The canonical normalisation referenced by rules.md K3 and K4 as cookpit-active-number-sequence-v3.2.0. This document publishes the exact tokenisation rules that turn a source recipe's text into the dash-separated active-number sequence stored at cookpit.quantitativeFingerprint.sequence.

Implementations MUST follow this profile exactly. Two independent implementations using this profile against the same source recipe MUST produce the byte-identical sequence string and therefore the byte-identical SHA-256 hash. The validator's V-FINGERPRINT-B hard criterion checks the sequence by recomputing it from the source text and comparing.

Stage scoping. This is the stage-1 source fingerprint. The AI Chef populates it at generation; the validator re-checks it at stage 2 as the source-faithfulness gate. It is computed from the source recipe, not from the cooking file. It is distinct from the file fingerprint at cookpit.attestation.fileFingerprint, which is the stage-3 file-content hash issued by the validator at attestation time and verified by stage-4 consumers. See rules.md A0.6 for the lifecycle separation between the two fingerprints.


1. What the fingerprint is

The strict quantitative fingerprint records every cooking-relevant number stated by the source recipe, in the order the source states it. The fingerprint exists so that:

  1. Two cooking files claiming to be derived from the same source produce the same fingerprint (a determinism check).
  2. A cooking file's source can be audited from its fingerprint (a content check).
  3. Library indexing can group recipes by source numeric skeleton regardless of tone, format, or chef-detective rewrite.

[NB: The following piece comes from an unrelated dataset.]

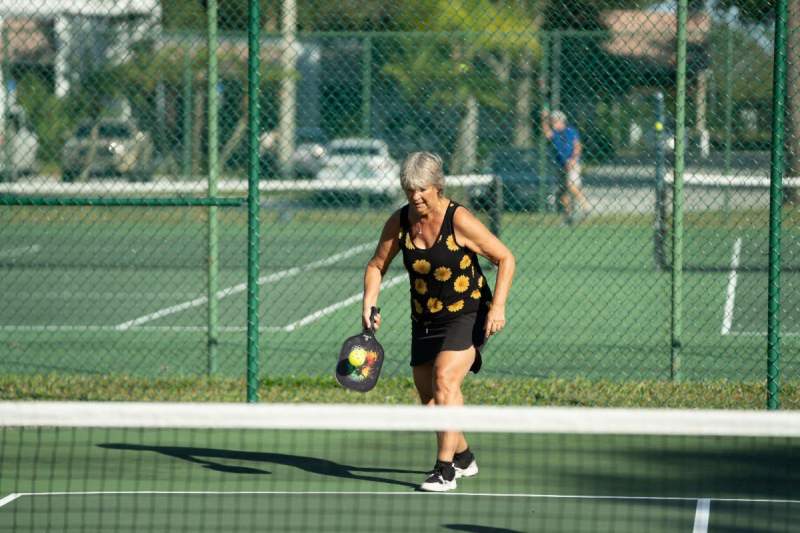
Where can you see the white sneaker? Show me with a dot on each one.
(469, 471)
(436, 482)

The fingerprint is NOT a hash of the file's planned tasks; it is a hash of the SOURCE recipe's stated numbers. The chef-detective's deductive expansion does not change the fingerprint.


2. The pipeline

source PDF / text

│ STAGE A — extraction

plain UTF-8 text

│ STAGE B — segmentation

ordered list of source segments (header / ingredient block / method / tips)

│ STAGE C — filtering

in-scope segments only (header excluded; tips excluded; chrome filtered)

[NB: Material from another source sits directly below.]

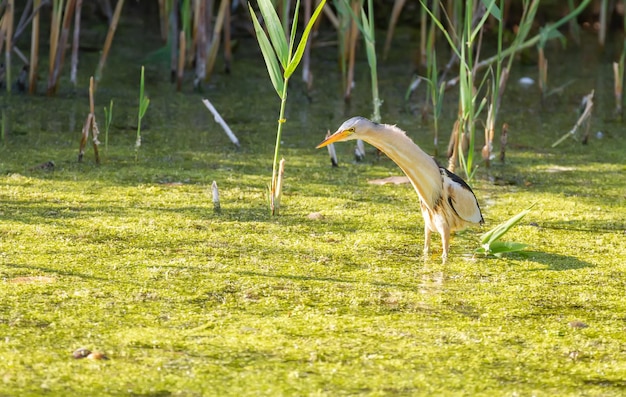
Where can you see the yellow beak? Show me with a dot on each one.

│ STAGE D — number tokenisation

ordered list of active numbers

│ STAGE E — sequence rendering

dash-joined string `<n1>-<n2>-…-<nk>`

│ STAGE F — hashing

SHA-256 hex digest

Each stage is mechanically defined below.


3. STAGE A — text extraction

Implementations MAY extract source text from PDF, web page, plain text, or other carriers. Whatever the carrier, the extraction MUST produce a single UTF-8 string with the following normalisations:

  1. Ligatures expanded. PDF ligatures , , , , , , (U+FB00..U+FB06) are expanded to their component letters (fi, fl, ff, ffi, ffl, st, st).
  2. Curly quotes folded. ' (U+2018), ' (U+2019) → ' (U+0027); " (U+201C), " (U+201D) → " (U+0022). Source apostrophes become straight quotes for tokenisation; the original may be preserved in recipeInstructions[] schema.org pass-through.
  3. Soft hyphens removed. U+00AD soft hyphens are stripped; the text on either side is concatenated.
  4. Whitespace normalised. All Unicode whitespace classes collapse to single ASCII space (U+0020); leading/trailing whitespace per segment trimmed.
  5. Diacritics preserved. Characters with diacritics (pâté, Gruyère, purée) are NOT stripped. Only the active-number tokeniser ignores letters; diacritics in identifying text matter for stage B segmentation.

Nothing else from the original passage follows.